Die der GRS zur Verfügung gestellten Daten stammen aus Messungen des französischen Betreibers, die auf Veranlassung des niedersächsischen Innenministeriums durchgeführt und von Gutachtern des niedersächsischen Umweltministeriums überwacht wurden. Sie wurden der GRS zur Auswertung im Rahmen eines Forschungsvorhabens des Bundesumweltministeriums übergeben.

 

Weitere Messungen wurden am 18. November in Frankreich durch die französische Umweltorganisation ACRO und die französische Sachverständigenorganisation IRSN vorgenommen. Die Ergebnisse dieser Messungen, die von Greenpeace begleitet wurden, bestätigen die der GRS vorliegenden Daten.

 

Die aktuellen Strahlungswerte entsprechen insgesamt in etwa denen des letzten Castor-Transports im November 2010. Lediglich bei einem der Behälter wurde eine Dosisleistung gemessen, die geringfügig über dem höchsten Messwert in 2010 liegt. Entscheidend für die Höhe der Strahlendosen, die die beim Transport anwesenden Personen erhalten, sind die jeweilige Dauer des Aufenthalts und die Entfernung zu den Behältern.

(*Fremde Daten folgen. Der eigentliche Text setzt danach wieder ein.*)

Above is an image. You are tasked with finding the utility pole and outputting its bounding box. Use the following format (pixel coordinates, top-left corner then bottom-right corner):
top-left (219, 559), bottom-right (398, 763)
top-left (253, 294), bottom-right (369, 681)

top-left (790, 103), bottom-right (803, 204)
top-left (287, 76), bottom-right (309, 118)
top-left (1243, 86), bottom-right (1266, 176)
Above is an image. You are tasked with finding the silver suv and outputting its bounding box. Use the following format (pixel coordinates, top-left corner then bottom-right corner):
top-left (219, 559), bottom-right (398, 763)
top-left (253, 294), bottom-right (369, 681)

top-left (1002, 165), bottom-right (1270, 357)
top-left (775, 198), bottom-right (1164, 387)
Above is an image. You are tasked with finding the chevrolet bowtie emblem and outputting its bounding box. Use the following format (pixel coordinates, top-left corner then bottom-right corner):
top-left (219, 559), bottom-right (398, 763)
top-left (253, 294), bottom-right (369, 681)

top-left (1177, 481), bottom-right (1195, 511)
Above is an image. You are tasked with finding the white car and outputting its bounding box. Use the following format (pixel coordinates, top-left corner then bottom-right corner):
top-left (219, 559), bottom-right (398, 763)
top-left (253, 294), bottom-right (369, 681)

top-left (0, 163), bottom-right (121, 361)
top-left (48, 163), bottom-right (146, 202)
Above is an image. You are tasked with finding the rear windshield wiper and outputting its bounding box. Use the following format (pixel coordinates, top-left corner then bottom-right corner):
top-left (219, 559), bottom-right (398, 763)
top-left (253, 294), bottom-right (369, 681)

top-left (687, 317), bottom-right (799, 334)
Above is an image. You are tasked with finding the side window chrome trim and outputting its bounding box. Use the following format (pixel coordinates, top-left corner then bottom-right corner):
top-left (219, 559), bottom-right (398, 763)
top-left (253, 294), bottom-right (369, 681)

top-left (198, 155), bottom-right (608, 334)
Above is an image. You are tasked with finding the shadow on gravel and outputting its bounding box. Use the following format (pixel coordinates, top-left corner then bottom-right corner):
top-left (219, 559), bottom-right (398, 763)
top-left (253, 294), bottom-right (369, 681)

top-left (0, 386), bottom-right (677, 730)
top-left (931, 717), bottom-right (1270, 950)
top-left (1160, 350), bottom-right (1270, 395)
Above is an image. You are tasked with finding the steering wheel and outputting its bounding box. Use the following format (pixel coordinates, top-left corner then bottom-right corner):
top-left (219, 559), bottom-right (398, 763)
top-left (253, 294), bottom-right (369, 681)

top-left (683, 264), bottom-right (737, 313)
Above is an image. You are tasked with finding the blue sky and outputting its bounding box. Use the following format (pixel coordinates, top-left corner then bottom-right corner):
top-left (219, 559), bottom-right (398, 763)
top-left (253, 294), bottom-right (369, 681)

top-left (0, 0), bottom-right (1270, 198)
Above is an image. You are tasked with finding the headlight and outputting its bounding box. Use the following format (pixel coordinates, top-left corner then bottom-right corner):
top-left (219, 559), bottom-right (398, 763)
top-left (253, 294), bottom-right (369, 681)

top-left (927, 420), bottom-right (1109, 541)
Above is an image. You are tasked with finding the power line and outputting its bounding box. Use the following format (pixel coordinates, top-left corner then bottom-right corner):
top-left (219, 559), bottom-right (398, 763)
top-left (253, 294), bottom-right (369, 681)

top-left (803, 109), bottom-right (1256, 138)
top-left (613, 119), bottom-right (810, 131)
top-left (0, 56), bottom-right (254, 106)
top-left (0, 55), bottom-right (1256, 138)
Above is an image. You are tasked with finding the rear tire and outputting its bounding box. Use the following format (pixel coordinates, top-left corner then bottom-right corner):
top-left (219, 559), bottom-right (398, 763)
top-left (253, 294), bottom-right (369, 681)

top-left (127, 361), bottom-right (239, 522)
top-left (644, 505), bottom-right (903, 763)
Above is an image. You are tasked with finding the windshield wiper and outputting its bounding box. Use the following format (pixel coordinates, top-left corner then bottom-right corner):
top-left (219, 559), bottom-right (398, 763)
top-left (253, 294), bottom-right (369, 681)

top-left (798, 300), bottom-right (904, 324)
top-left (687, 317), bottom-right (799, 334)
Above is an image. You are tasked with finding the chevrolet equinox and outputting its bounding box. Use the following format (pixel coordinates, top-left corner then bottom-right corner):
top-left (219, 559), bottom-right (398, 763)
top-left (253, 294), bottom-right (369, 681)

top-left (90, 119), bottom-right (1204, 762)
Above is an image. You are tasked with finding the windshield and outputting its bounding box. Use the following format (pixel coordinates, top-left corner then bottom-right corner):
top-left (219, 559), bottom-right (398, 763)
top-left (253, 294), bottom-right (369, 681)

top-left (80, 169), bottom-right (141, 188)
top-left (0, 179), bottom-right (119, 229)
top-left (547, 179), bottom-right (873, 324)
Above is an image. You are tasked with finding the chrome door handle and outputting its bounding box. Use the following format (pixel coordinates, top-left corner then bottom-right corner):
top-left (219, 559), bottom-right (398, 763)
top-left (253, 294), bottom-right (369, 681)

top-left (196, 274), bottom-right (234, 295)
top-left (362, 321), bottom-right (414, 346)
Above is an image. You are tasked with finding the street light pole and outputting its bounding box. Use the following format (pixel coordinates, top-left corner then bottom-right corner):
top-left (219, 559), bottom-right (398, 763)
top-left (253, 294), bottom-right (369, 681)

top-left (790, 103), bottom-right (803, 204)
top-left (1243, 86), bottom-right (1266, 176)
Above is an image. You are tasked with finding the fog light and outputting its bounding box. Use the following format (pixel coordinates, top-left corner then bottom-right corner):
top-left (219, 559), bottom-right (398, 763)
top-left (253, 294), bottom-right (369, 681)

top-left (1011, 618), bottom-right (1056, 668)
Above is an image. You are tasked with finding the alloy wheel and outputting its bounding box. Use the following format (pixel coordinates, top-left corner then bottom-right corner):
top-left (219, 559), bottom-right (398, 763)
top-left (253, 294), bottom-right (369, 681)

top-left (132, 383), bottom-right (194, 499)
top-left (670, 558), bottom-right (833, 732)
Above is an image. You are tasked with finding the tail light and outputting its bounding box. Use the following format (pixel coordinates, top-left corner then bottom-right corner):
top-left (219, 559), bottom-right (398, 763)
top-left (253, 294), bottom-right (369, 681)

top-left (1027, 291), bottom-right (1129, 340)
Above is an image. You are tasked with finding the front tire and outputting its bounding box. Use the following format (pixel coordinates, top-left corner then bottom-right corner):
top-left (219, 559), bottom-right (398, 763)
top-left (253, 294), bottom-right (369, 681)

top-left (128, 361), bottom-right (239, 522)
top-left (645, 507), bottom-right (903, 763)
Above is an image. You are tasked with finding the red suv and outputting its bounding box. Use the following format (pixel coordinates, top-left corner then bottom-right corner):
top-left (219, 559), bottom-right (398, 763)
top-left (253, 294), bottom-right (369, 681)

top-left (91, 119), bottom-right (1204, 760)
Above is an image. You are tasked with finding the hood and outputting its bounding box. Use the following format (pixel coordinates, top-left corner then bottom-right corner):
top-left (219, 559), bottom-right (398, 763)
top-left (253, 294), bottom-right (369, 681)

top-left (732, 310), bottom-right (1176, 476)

Legt man die hierzu aus den vergangenen Transporten verfügbaren Informationen und die vorliegenden Messwerte zugrunde, so ist auch für den bevorstehenden Transport mit einer deutlichen Unterschreitung der  gesetzlichen Dosisgrenzwerte zu rechnen. Der Grenzwert  für die Bevölkerung und das Begleitpersonal beträgt 1 Millisievert pro Jahr. Für sogenannte beruflich strahlenexponierte Personen gilt ein Grenzwert von 20 Millisievert pro Jahr.